Time ball connection with pioneer Victorian inventor Work to repair the time ball mechanism from the Nelson Monument has revealed a connection with one of the Victorian era’s most important inventors.
The time ball mechanism was made by the company Maudslay, Sons & Field, founded by Henry Maudslay whose innovations were crucial to the industrial revolution. His contribution is now been recognised by the release of a new set of stamps ‘Pioneers of the Industrial Revolution’, that sees his name alongside the likes of James Watt and George Stephenson.
Henry Maudslay(1771 – 1831) is regarded as one of the foremost pioneers in mechanical engineering, as it was his invention of precision machine tools that enabled highly accurate components to be produced on a mass scale for the first time.

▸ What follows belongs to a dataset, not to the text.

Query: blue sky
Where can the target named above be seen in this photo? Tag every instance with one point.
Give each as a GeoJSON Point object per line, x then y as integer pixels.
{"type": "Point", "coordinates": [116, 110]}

Amongst his inventions was a screw-cutting lathe, machinery to mass produce pulley-blocks for the Royal Navy, calico-printing equipment and machinery for the Royal Mint.
Using his skills he set up his own firm, which on his death became known as Maudslay, Sons & Field. The business flourished during the nineteenth century, and it they developed a specialism for manufacturing time ball mechanisms.
It was Maudslay’s who produced the apparatus for the first public time ball, constructed at Greenwich in 1833 (see photograph). The firm then went on to build the mechanism for Edinburgh’s time ball in 1852, followed by similar projects at South Foreland in Deal in 1853, Sydney in 1855 and the Cape of Good Hope in 1873.
The Maudslay Society was founded in 1942 by engineers who had received their early training with Maudslay Sons & Field at the end of the 1890’s. They formed the Society to ‘perpetuate and preserve the memory and work of Henry Maudslay and his associates and successor’s.